SMART goals have been the gold standard for as long as I can remember. And certainly we’ve all set our fair share of them. But in a time when reform is foremost on most folks’ minds, how can we fail to ask whether or not SMART goals are relevant in today’s world. Is it logic or blind faith that keeps so many leaders on the specific, measureable, achievable, realistic and time-bound path?
There’s no trusted timeline that takes us back to how it all began. So we’ll never know if SMART goals sprung, fully grown, or if they just fizzled into existence based on trial and error.
What we do know for sure is that SMART goals were a product of the 1950’s; the era of the man in the grey flannel suit. It was a mere 50 years out from the industrial revolution and thinking outside the box wasn’t even a glimmer in a CEO’s eye. Innovation, when needed, came from the top. As far as employees were concerned, the workplace was linear and predictable. Command and control leadership was expected along with endless check lists (SMART goals being one of them) that kept folks firmly in check. You put in your 40 or 50 years, did what you were told to do, kept your ideas to yourself, and if you were lucky, you left with a pension and a gold watch.

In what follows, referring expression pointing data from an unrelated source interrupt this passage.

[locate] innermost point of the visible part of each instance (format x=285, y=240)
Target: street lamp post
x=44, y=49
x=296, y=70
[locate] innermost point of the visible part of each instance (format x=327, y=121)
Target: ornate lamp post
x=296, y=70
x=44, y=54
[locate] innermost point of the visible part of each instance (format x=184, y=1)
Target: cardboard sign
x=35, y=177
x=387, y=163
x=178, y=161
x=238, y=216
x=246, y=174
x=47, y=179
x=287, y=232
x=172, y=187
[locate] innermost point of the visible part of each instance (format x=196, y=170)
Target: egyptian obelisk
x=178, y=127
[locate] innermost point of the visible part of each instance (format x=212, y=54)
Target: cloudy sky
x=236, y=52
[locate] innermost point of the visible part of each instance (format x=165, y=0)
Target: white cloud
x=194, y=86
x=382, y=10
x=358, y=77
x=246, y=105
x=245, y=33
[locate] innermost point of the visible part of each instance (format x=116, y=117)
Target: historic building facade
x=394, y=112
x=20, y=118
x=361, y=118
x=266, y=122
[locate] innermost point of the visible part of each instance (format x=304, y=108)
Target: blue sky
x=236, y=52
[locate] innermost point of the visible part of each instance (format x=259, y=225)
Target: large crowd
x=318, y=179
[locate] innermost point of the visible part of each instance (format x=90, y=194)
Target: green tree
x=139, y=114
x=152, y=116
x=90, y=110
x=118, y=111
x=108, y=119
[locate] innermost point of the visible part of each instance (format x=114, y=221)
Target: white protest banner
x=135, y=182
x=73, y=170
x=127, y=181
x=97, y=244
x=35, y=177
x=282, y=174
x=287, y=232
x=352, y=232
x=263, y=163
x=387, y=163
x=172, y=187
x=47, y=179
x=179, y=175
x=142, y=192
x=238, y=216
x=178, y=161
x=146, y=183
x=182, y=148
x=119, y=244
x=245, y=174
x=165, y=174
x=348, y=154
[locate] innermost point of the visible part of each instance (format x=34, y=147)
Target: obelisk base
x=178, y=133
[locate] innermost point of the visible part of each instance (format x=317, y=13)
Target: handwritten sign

Not exactly today’s world of keep it loose, keep it fluid, do whatever it takes to unlock innovation. Sure, SMART goals are safe, there’s nothing in there that isn’t realistic and achievable. But when was the last time one of your SMART goals encouraged your employees to come up with a big idea; something on par with the iPod, Amazon Kindle, Google or the Human Genome Project? No one is going to convince me any of those were the result of a realistic and achievable SMART goal.
SMART goals may have been smart 50 some odd years ago, but they’ve outlived the world for which they were created. In today’s world, SMART goals often act as impediments to, not enablers of, bold action. And that’s pretty dumb. The best leaders aren’t focused on goals that fall within the realm of the eminently achievable. They aren’t sacrificing innovation for a waiting game where every resource must first be allocated, every milestone clarified, every assumption tested, every participant vetted, every response anticipated, every market researched, and every skill developed. Instead, they are busy unlocking the extraordinary and pushing their people past their limits.